Like the Merdeka generation of 1957, we Malaysians of 2015 have similar desires and want them improved. We want better education, governance, medical care, life quality, academic freedom, wealth distribution, free and independent media and judiciary, and a cleaner environment.

We also want crime, brain drain, pollution, corruption, poverty, deteriorating education standards, rising living costs, limits to free speech, poor road conditions, appalling public transport, gerrymandering and political instability to be eradicated in this negara Merdeka.

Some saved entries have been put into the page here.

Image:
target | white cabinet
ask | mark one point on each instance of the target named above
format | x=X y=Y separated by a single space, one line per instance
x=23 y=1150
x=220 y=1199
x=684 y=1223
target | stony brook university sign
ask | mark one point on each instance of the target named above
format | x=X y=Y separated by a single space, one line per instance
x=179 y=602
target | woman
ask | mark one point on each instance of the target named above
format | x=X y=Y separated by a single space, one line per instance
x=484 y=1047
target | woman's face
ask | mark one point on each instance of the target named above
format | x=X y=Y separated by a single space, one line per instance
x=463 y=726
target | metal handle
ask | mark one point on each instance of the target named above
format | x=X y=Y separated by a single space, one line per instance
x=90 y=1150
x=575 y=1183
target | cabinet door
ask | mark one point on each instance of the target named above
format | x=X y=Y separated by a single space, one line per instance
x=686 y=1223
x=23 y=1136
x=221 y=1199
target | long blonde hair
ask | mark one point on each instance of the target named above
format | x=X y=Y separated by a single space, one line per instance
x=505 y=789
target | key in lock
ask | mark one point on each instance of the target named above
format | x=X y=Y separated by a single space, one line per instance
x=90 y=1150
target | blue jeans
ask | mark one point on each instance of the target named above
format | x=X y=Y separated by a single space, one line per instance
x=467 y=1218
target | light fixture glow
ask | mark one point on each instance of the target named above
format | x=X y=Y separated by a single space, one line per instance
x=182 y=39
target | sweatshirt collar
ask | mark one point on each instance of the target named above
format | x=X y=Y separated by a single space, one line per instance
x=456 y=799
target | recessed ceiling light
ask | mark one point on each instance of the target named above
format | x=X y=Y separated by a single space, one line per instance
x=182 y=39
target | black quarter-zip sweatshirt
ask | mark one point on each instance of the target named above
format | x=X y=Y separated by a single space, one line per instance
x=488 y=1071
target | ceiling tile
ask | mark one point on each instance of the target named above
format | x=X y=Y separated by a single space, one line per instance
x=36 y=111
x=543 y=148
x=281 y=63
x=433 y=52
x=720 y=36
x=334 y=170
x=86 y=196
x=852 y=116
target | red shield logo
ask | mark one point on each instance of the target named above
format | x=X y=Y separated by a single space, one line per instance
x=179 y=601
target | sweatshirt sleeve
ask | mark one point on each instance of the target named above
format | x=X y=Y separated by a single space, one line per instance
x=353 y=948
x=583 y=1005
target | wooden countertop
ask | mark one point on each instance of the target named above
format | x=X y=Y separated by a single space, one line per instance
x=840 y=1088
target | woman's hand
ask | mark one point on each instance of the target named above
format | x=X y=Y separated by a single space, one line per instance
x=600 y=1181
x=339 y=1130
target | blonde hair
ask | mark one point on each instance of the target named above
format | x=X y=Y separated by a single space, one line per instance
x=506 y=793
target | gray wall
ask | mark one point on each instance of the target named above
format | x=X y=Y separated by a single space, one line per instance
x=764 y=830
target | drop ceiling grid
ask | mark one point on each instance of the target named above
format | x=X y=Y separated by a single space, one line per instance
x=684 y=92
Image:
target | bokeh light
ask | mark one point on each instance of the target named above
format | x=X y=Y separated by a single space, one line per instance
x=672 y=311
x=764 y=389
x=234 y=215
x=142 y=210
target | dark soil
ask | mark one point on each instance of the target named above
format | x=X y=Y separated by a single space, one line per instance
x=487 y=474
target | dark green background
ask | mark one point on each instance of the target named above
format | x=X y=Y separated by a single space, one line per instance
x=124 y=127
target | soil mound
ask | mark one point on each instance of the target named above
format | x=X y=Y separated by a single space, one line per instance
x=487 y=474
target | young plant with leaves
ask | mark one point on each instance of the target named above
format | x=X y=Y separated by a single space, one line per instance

READ MORE:  Mission impossible: How Tunku and the civil service raced to prepare for Merdeka

Such noble ideals are of course owed to us and not the other way around.

Merdeka is not about political speeches about national unity, not just about cultural performances or lining the streets with the Jalur Gemilang. Merdeka is not about sales, about shouting “Merdeka” at parties or about having a day off.

Merdeka goes beyond the definitions provided by politicians. Merdeka is a concept that needs to be truly understood and appreciated in form and substance. Malaysia after all, belongs to us and not to any politician or political parties.

In spite of technological and infrastructural advances, we anak Merdeka and anak Malaysia of 2015 who live in our Negaraku, Tanahairku and Pribumiku want above all, solidarity, safety, security and sovereignty.

To paraphrase Tunku Abdul Rahman, we need to strive towards making Malaysia into “a haven of peace, harmony and happiness”, by being “brave…fair…and just…so that come what may, we shall be ready as a united Malaysian people to meet it. Merdeka.”